Unifon script?

Sat Sep 28 21:12:22 CEST 2013

CE Whitehead <cewcathar at hotmail dot com> wrote:

> I was asking was whether or not it would be wise or even necesasry to
> also use the prefixes [en-Latn] , etc., and whether doing so would in
> any way affect matching (given that the default script for these
> languages is in all cases [Latn] anyway)?

Matching is inexact, because RFC 4647 specifies multiple matching 
algorithms, and implementations may choose to use one of them or 
something else.

It can certainly be seen that, for example, "en-unifon" would not match 
"en-Latn-unifon" according to the Basic Filtering strategy (RFC 4647, 
Section 3.3.1) because neither is an exact left-to-right subset of the 
other.

Elsewhere on RFC 4647 (Section 4.1), it is stated that language ranges 
should avoid unnecessary subtags, such as a script subtag that is the 
Suppress-Script for the given language subtag, exactly because they can 
cause matching problems. The section specifically calls out "en-Latn" as 
an example.

For some time, the Registry did not include variant subtags with Prefix 
fields that contained script subtags. RFC 5646 does say that other 
variant subtags could be included in the Prefix if it is important to 
maintain the hierarchy. For example, 'biske' has a Prefix of "sl-rozaj" 
but not "sl" because the submitter considered it important for the 
subtag to indicate explicitly that 'biske' is a sub-dialect of 'rozaj', 
which in turn is a dialect of 'sl'.

When variants were added for Pinyin and Wade-Giles in 2008, and for the 
Hepburn romanization of Japanese in 2009 and 2010, the Prefix fields did 
include the script subtag 'Latn'. But notice that for these languages, 
'Latn' is specifically not the default script for that language. It is 
there to point out that Wade-Giles, say, is not simply a variant of 
Chinese and Tibetan, but of romanized Chinese and romanized Tibetan.

I don't believe we want to go down the path of including additional 
subtags in the Prefix field of variants, any more than absolutely 
necessary. I agree with John (and the wording of RFC 4646) that Prefix 
fields are meant to indicate what combinations are "recommended" or 
"make sense," not to impose tight constraints.

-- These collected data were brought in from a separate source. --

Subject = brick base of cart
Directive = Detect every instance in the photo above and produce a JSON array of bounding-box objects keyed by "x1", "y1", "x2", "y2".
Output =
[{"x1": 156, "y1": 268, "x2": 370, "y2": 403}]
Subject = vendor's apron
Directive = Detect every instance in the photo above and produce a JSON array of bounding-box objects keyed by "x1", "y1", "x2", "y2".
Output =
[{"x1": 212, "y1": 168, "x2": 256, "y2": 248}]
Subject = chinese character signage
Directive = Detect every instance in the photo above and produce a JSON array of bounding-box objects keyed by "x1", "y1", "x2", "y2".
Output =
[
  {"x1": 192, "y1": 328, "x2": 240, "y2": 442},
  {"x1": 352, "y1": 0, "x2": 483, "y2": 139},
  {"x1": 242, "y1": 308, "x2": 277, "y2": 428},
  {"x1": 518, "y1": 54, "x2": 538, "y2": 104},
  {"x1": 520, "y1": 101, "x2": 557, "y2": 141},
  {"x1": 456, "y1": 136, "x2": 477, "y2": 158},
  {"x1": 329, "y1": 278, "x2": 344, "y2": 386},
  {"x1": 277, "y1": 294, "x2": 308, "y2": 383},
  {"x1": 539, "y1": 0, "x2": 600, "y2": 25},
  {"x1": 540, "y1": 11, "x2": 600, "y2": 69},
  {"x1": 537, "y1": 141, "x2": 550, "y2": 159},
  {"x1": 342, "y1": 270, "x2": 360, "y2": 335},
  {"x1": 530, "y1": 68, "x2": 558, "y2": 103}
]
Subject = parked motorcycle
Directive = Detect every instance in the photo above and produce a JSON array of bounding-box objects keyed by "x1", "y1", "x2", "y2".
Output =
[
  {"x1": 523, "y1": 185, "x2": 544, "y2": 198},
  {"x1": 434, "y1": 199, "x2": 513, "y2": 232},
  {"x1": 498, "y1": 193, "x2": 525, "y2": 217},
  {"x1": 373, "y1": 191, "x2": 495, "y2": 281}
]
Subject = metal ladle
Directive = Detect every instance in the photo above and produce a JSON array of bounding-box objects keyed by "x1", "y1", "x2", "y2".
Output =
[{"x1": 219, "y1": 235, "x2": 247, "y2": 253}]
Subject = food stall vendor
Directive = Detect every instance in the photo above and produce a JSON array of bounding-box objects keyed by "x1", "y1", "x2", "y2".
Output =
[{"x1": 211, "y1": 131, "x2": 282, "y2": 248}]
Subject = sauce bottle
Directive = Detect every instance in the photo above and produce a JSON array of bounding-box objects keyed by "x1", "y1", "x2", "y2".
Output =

Peter Constable <petercon at microsoft dot com> wrote:

> This brings up an issue that seems at least as interesting as the
> language prefix issue: this variant implies (or should imply) Latn
> script, but we don't have a good mechanism to capture that. This isn't
> a new scenario, though — the same would apply to the fonipa variant
> subtag, for instance. A prefix field, per the current rules, must
> contain a valid tag; it can't have a language range like "*-Latn".
>
> Related, I don't recall if we ever discussed a potential interaction
> with suppress script: if the variant implies a particular script,
> then a script subtag adds no additional information — e.g.
> "en-Latin-unifon" would be no more informative than "en-unifon".
> That's the kind of situation for which suppress-script was added. But
> adding a suppress-script field to a variant entry is not currently
> allowed.

If a variant such as 'fonipa' or 'unifon' implies that the script is 
Latin, is it necessary for the language tag to call that out? Even in 
the absence of a region or script subtag, a language-only tag like "ku" 
might be just fine for its purpose.

Suppress-Script was intended to ease compatibility with RFC 3066 
applications that think "language plus country equals tag." They won't 
understand new variants anyway; only a few will even understand the 
precomposed variants from the RFC 3066 registry. Adding Suppress-Script 
to variants seems to be a solution to an imagined problem.

Mark Davis ☺ <mark at macchiato dot com> wrote:

> We could use "und-Latn", since 'und' is what we use where the language
> tag would be unspecified.

This wouldn't work in the general case, since as John said, 'und' 
doesn't mean "star." It might work for CLDR.

--
Doug Ewell | Thornton, CO, USA
http://ewellic.org | @DougEwell